A day after suggesting that the agreement could collapse unless Ferrari President Luca di Montezemolo apologised for comments about him, the International Automobile Federation (FIA) President saw further trouble ahead.
In two separate letters, he called on FIA members to stand firm against the Formula One Teams Association (FOTA) and the manufacturers behind them.
"The FIA has to be free to confront the car industry whenever necessary," he told the 26-strong world motor sport council, the FIA body that agreed the deal on Wednesday.
"No doubt we face a difficult period," added the Briton, who has announced he will stand down in October but on Thursday said he was keeping his options open after comments by FOTA members about the need for his potential successor to be more independent.
"This may well result in short-term problems in Formula One. It is possible that FOTA will set up an independent series. That is their right, provided they do so under the International Sporting Code," added Mosley.
"But the Formula One World Championship will continue to be run by the FIA as it has been for 60 years. The Championship has had difficult times in the past and no doubt will again in the future but that is no reason to hand control to an outside body, still less one with little or no understanding of sporting ethics and under the control of an industry we have constantly to monitor."

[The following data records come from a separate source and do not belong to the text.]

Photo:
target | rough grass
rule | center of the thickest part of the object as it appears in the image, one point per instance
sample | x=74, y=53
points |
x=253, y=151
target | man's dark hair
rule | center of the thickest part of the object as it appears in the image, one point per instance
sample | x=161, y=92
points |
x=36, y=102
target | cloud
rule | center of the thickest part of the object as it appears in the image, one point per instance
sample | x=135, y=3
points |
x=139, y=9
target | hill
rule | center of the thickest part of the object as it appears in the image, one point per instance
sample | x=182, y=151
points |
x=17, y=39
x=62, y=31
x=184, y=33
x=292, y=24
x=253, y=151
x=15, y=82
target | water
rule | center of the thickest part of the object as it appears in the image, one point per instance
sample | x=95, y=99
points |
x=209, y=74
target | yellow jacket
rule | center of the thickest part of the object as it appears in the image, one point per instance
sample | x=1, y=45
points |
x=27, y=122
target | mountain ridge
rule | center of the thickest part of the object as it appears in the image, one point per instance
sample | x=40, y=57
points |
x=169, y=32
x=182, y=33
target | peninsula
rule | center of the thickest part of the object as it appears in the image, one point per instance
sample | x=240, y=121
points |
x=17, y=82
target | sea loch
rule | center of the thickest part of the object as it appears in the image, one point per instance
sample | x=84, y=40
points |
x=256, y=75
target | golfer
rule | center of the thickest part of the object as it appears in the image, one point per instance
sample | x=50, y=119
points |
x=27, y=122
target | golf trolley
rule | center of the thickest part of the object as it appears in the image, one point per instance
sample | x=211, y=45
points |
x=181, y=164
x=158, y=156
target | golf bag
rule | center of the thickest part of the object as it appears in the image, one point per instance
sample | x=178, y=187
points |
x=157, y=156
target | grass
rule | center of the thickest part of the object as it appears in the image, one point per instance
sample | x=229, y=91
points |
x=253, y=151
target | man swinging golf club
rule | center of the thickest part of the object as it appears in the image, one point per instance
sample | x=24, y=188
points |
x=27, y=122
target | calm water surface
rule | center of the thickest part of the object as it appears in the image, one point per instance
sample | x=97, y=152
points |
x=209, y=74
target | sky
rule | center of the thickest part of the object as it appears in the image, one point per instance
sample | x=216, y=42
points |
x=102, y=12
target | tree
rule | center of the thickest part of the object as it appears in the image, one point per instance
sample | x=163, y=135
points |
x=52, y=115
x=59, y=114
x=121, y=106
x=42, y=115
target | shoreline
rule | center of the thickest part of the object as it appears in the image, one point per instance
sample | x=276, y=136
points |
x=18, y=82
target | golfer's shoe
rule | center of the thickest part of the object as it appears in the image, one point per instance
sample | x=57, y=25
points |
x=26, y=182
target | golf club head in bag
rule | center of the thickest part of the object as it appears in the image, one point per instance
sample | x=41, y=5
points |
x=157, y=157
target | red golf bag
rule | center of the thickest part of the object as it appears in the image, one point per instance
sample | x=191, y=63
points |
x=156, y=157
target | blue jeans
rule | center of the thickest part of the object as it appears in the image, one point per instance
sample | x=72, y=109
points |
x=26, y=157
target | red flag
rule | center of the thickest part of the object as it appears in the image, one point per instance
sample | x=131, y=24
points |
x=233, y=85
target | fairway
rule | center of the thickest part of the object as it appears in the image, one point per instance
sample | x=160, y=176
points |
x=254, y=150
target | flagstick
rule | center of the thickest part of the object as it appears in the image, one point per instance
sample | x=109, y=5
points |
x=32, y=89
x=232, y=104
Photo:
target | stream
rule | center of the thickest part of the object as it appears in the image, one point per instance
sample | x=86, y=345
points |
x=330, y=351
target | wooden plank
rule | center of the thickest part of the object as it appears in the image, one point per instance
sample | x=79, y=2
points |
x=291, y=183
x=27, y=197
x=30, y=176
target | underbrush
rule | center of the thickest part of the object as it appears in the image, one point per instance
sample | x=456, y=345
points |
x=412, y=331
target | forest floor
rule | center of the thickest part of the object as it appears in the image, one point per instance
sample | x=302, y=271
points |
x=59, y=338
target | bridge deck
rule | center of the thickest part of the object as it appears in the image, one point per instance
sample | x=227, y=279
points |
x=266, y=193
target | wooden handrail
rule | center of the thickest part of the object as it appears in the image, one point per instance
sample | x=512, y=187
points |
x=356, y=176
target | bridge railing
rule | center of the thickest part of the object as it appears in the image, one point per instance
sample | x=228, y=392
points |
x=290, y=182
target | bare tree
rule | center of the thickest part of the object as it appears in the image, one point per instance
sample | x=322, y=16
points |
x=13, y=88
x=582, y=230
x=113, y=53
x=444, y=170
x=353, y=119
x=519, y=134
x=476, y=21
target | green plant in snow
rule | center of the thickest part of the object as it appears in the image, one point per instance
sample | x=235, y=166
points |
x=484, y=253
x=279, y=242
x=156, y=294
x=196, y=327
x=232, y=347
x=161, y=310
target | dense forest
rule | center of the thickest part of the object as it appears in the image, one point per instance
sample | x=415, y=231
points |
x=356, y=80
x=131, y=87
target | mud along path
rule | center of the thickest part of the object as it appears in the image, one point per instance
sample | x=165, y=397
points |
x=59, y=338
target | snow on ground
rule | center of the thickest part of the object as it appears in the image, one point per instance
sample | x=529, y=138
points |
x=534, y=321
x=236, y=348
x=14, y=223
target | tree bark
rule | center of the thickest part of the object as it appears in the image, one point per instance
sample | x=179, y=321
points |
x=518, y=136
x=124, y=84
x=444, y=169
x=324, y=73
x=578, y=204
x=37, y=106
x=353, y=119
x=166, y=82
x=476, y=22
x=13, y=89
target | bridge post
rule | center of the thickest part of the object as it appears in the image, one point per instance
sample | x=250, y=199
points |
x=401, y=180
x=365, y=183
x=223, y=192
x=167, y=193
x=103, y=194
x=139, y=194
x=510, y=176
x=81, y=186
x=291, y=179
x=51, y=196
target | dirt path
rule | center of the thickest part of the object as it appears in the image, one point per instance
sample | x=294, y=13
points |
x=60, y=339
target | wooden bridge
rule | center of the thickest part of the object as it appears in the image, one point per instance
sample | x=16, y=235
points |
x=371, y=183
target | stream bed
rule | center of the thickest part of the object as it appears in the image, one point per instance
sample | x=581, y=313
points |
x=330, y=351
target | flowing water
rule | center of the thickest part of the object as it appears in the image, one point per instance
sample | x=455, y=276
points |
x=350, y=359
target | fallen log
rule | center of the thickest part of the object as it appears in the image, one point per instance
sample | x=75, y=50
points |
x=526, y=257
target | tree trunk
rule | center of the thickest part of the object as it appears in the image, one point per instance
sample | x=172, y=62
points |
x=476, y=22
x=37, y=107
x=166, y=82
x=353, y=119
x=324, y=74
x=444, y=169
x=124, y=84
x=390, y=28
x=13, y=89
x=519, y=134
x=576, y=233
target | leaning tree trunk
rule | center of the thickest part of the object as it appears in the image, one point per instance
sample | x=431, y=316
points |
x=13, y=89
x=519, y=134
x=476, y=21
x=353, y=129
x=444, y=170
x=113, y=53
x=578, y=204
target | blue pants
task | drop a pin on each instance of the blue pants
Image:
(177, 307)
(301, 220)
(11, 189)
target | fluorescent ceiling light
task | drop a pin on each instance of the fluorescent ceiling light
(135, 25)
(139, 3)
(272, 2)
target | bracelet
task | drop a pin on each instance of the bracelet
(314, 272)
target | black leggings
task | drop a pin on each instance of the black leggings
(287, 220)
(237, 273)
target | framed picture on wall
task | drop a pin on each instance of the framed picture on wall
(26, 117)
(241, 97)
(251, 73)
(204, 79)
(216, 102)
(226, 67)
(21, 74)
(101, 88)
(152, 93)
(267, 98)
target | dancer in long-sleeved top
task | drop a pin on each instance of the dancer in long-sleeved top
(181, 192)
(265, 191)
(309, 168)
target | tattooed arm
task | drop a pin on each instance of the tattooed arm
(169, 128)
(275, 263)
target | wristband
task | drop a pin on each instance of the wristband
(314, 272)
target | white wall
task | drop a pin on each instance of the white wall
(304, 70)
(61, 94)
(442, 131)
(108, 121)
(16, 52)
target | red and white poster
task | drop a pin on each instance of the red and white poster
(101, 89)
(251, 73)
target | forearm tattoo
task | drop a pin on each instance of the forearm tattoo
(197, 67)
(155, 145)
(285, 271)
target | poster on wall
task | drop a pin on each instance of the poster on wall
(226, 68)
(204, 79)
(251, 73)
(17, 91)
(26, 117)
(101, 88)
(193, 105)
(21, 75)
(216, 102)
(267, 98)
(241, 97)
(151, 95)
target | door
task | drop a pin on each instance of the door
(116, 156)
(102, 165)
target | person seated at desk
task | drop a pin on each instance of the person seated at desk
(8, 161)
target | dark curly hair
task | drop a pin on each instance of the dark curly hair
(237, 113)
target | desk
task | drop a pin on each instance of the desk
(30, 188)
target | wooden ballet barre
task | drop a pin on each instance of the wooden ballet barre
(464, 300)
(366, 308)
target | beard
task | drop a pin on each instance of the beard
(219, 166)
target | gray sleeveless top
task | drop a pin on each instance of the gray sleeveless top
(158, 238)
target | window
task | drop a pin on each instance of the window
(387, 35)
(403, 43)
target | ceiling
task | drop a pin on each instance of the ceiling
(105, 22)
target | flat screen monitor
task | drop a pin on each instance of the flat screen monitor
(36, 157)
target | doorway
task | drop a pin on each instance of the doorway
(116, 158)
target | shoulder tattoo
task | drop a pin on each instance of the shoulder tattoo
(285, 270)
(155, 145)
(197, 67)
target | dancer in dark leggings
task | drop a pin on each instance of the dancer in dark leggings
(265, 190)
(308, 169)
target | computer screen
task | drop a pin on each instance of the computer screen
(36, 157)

Mosley said one, unnamed, Formula One team had lobbied him "wholly improperly" to intervene with the FIA's court of appeal earlier in the season to have the rear diffuser on the championship-leading Brawn cars declared illegal.
"The FIA Court would never listen to such an approach but it shows that for the team in question "independent" means independent of the other teams and under the control of particular interests," he said.
In another letter to all FIA members, Mosley said he was greatly concerned by FOTA comments about who should be the next president of the governing body.
"To have an FIA president under the influence of vehicle manufacturers would put at jeopardy all the excellent work our organisations and your clubs do in promoting better safety and environmental outcomes in the vehicle fleet," he warned.
"If nothing else, this attempt to tell FIA members who they should or should not elect demonstrates precisely why the FIA needs a strong president who is experienced and knowledgeable about motor sport, in particular Formula One, as well as general motoring matters."
Mosley said there was "no question that (the European car manufacturers association) ACEA would like to diminish the role of the FIA...as defenders of the interests of motorists generally.
"We must continue to defend the independence of the FIA, even if this leads to difficulties in the sport," he added.
Before the deal was announced, the ACEA had called for an overhaul of the governance of the sport in a thinly-veiled attack on Mosley.